では、近年、なぜ会計事務所は儲からなくなってしまったのか?ということですが、私がそれを一言で申し上げれば「顧問料に関係なく担当者が過剰サービスをするから」であると考えています。
下の図を見ていただきたいのですが、中小企業の税理士事務所に対する要望は様々あります。ただ、大まかに言えば、小規模・零細企業はアウトソースニーズ、5,000万円超の企業は税務+よろず相談、5億円程度から上は専門性の高いサービス分かれると思っています。
その中で問題なのが
- 本来は記帳代行と決算申告だけで良いのに、求められてもいない資料を作成しての月次訪問
- 顧問料が高くても安くても関係なく「よろず相談」に全力で対応する担当者
私はこの上記2つの行動が会計事務所の収益と生産性を著しく低下させていると考えています。

その原因は顧問料の中身が明確に決まっていないから
では、なぜそのようなことになってしまうのでしょうか?
それは、顧問料は決まっていても「顧問料の中身」は決まっていないからです。
このブログをお読み下さっている方の事務所でも、顧問料は1)お客様の売上規模、2)記帳代行の有無、3)訪問頻度、は決まっていると思いますが、その中身まで決まっていないのではないでしょうか?

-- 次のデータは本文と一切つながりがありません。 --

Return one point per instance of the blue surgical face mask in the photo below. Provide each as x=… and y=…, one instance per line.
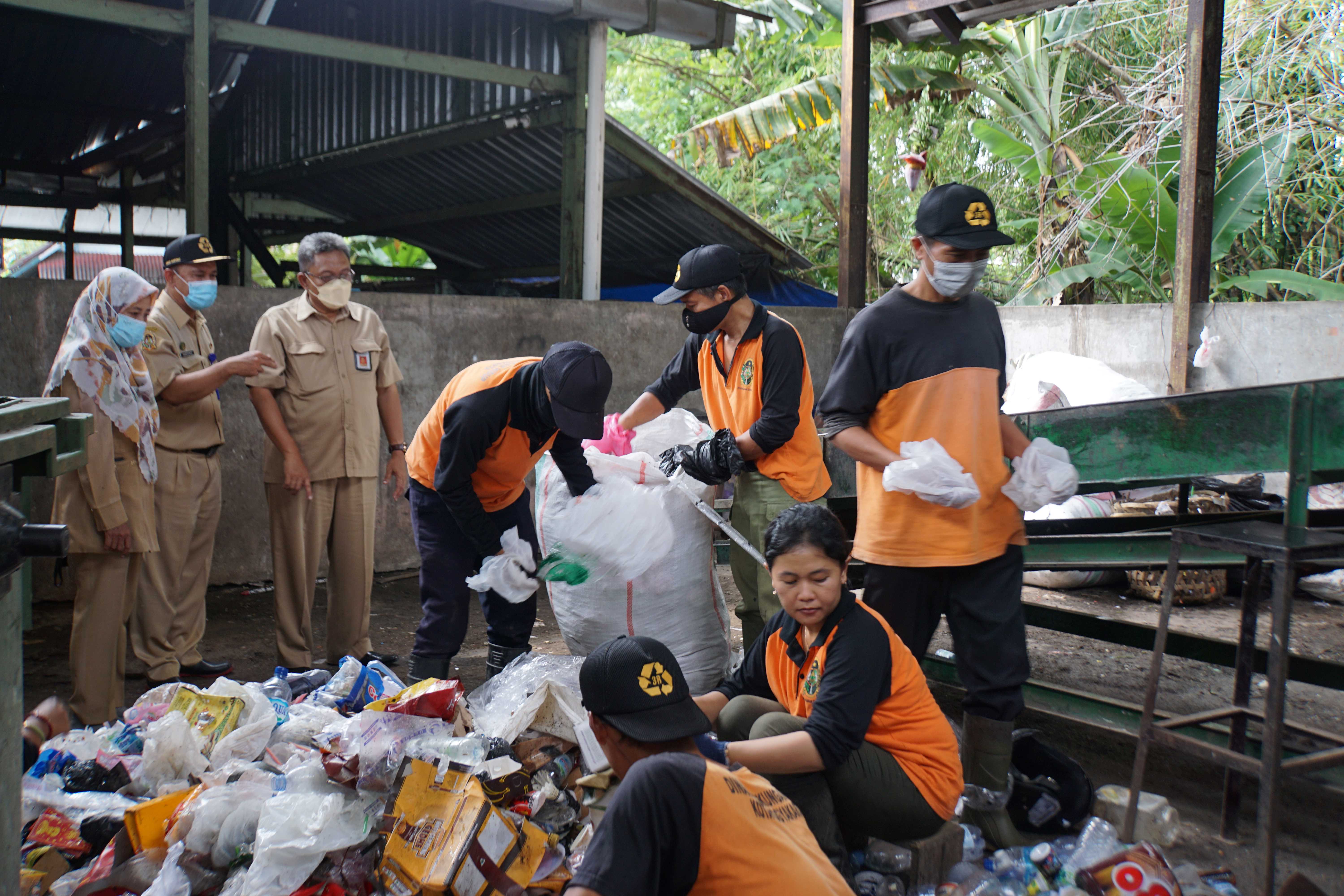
x=201, y=293
x=127, y=332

ですから能力のある担当者であればあるほど、お客様に聞かれれば聞かれただけ答え、場合によっては宿題を貰ってきて、無償で奉仕します。また、本来は申告と記帳だけやってくれれば満足なはずのお客様に、隔月訪問する度に、会話が続かない(間が持たない)からと、頼まれてもいない資料を作成し、丁寧に説明するから、低価格にもかかわらず、いつしかそれが「標準のサービスとなってしまう」というものです。
ですから、しっかりと「顧問料の中身を決めてあげる」ことが事務所の収益向上と生産性の向上には不可欠であると同時に、担当者の方にとっても精神的・時間的負担を軽減につながり、ありがたいことなのです。是非、顧客ニーズの多様化と併せ、改善したいものです。